An elderly man calls his son who lives in the big city and says: “I hate to ruin your day, but I have to tell you that your mother and I are divorcing, forty-five years of misery is enough”.
“Pop, what are you talking about?” the son yells.
“We can’t stand the sight of each other any longer,” the old man says. “We’re sick of each other, and I’m sick of talking about this, so you call your sister and tell her.”

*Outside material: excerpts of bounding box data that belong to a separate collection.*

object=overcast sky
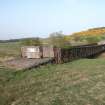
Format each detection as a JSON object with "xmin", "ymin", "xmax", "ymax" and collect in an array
[{"xmin": 0, "ymin": 0, "xmax": 105, "ymax": 39}]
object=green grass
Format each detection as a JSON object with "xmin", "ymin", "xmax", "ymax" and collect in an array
[
  {"xmin": 0, "ymin": 42, "xmax": 21, "ymax": 58},
  {"xmin": 0, "ymin": 59, "xmax": 105, "ymax": 105}
]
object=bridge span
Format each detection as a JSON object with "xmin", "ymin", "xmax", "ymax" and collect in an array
[{"xmin": 54, "ymin": 45, "xmax": 105, "ymax": 63}]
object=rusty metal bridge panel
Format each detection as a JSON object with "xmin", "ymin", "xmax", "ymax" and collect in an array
[{"xmin": 54, "ymin": 45, "xmax": 105, "ymax": 63}]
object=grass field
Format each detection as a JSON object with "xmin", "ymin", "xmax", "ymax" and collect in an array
[
  {"xmin": 0, "ymin": 42, "xmax": 21, "ymax": 57},
  {"xmin": 0, "ymin": 58, "xmax": 105, "ymax": 105}
]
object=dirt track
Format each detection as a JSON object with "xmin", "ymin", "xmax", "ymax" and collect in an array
[{"xmin": 4, "ymin": 58, "xmax": 53, "ymax": 70}]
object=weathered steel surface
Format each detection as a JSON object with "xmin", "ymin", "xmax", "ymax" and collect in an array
[{"xmin": 54, "ymin": 45, "xmax": 105, "ymax": 63}]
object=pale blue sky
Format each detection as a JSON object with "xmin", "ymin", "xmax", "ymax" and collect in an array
[{"xmin": 0, "ymin": 0, "xmax": 105, "ymax": 39}]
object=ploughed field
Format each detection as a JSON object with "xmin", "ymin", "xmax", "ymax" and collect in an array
[{"xmin": 0, "ymin": 58, "xmax": 105, "ymax": 105}]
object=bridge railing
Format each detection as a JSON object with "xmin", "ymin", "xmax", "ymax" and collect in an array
[{"xmin": 54, "ymin": 45, "xmax": 105, "ymax": 63}]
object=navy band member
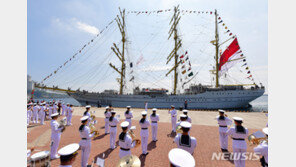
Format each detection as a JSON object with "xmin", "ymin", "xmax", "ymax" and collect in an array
[
  {"xmin": 150, "ymin": 108, "xmax": 159, "ymax": 142},
  {"xmin": 169, "ymin": 105, "xmax": 177, "ymax": 132},
  {"xmin": 174, "ymin": 121, "xmax": 197, "ymax": 154},
  {"xmin": 216, "ymin": 110, "xmax": 232, "ymax": 152},
  {"xmin": 50, "ymin": 113, "xmax": 65, "ymax": 159},
  {"xmin": 124, "ymin": 106, "xmax": 134, "ymax": 128},
  {"xmin": 109, "ymin": 110, "xmax": 119, "ymax": 149},
  {"xmin": 79, "ymin": 116, "xmax": 94, "ymax": 167},
  {"xmin": 119, "ymin": 121, "xmax": 135, "ymax": 158},
  {"xmin": 183, "ymin": 110, "xmax": 192, "ymax": 123},
  {"xmin": 254, "ymin": 128, "xmax": 268, "ymax": 167},
  {"xmin": 58, "ymin": 143, "xmax": 79, "ymax": 167},
  {"xmin": 139, "ymin": 111, "xmax": 150, "ymax": 155},
  {"xmin": 226, "ymin": 117, "xmax": 249, "ymax": 167},
  {"xmin": 168, "ymin": 148, "xmax": 195, "ymax": 167},
  {"xmin": 104, "ymin": 106, "xmax": 111, "ymax": 135}
]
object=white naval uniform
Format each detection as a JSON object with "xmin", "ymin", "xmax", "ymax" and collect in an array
[
  {"xmin": 186, "ymin": 115, "xmax": 192, "ymax": 123},
  {"xmin": 39, "ymin": 106, "xmax": 46, "ymax": 125},
  {"xmin": 83, "ymin": 111, "xmax": 92, "ymax": 126},
  {"xmin": 50, "ymin": 120, "xmax": 63, "ymax": 159},
  {"xmin": 169, "ymin": 109, "xmax": 177, "ymax": 132},
  {"xmin": 216, "ymin": 115, "xmax": 232, "ymax": 150},
  {"xmin": 104, "ymin": 111, "xmax": 111, "ymax": 133},
  {"xmin": 109, "ymin": 117, "xmax": 119, "ymax": 149},
  {"xmin": 79, "ymin": 126, "xmax": 94, "ymax": 167},
  {"xmin": 62, "ymin": 104, "xmax": 67, "ymax": 115},
  {"xmin": 226, "ymin": 126, "xmax": 249, "ymax": 167},
  {"xmin": 119, "ymin": 133, "xmax": 135, "ymax": 158},
  {"xmin": 33, "ymin": 106, "xmax": 38, "ymax": 123},
  {"xmin": 254, "ymin": 141, "xmax": 268, "ymax": 166},
  {"xmin": 174, "ymin": 134, "xmax": 197, "ymax": 154},
  {"xmin": 176, "ymin": 120, "xmax": 190, "ymax": 135},
  {"xmin": 150, "ymin": 114, "xmax": 159, "ymax": 141},
  {"xmin": 124, "ymin": 111, "xmax": 134, "ymax": 128},
  {"xmin": 48, "ymin": 106, "xmax": 54, "ymax": 119},
  {"xmin": 140, "ymin": 118, "xmax": 150, "ymax": 154},
  {"xmin": 67, "ymin": 107, "xmax": 73, "ymax": 125}
]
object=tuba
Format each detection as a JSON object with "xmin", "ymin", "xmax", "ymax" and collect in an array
[
  {"xmin": 127, "ymin": 126, "xmax": 141, "ymax": 148},
  {"xmin": 248, "ymin": 131, "xmax": 268, "ymax": 145}
]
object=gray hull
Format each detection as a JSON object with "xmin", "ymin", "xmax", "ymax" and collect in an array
[{"xmin": 69, "ymin": 89, "xmax": 264, "ymax": 109}]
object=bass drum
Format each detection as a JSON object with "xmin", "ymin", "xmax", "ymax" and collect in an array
[{"xmin": 30, "ymin": 151, "xmax": 50, "ymax": 167}]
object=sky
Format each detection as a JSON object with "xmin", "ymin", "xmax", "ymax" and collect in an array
[{"xmin": 27, "ymin": 0, "xmax": 268, "ymax": 92}]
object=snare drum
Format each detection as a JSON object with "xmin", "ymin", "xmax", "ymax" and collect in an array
[{"xmin": 30, "ymin": 151, "xmax": 50, "ymax": 167}]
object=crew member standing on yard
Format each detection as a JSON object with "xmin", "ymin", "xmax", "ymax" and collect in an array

Frantic, the son calls his sister, who explodes on the phone. “Like heck they’re getting divorced,” she shouts. “I’ll take care of this.”
She calls her parents immediately, and says to her father: “You are not getting divorced. Don’t do a single thing until I get there. I’m calling my brother back, and we’ll both be there tomorrow. Until then, don’t do a thing, do you hear me?!”
The old man hangs up his phone and turns to his wife. “Okay,” he says. “They’re coming for our anniversary and paying their own fares. Now what do we tell them for your birthday?”
A boss was testing his new employees. He said: “We are very keen on cleanliness. Did you wipe your feet on the mat as you came in?”
The new employee answered: “Yes, sir”.
“We are also keen on truthfulness,” the boss said. “There is no mat”.
There once was a man who was so proud of the fact that he had six kids that he insisted on calling his wife “mother-of-six”. His wife hated this name and asked him repeatedly not to call her that, but he was a stubborn man and was very proud that he had six kids.
One evening they were at a dinner party for his company and it was getting close to the time that they should be leaving. The husband yelled from across the room over to his wife: “Mother of six, are you ready to go?”
Annoyed with his question, she responded: “In a minute, father of four”.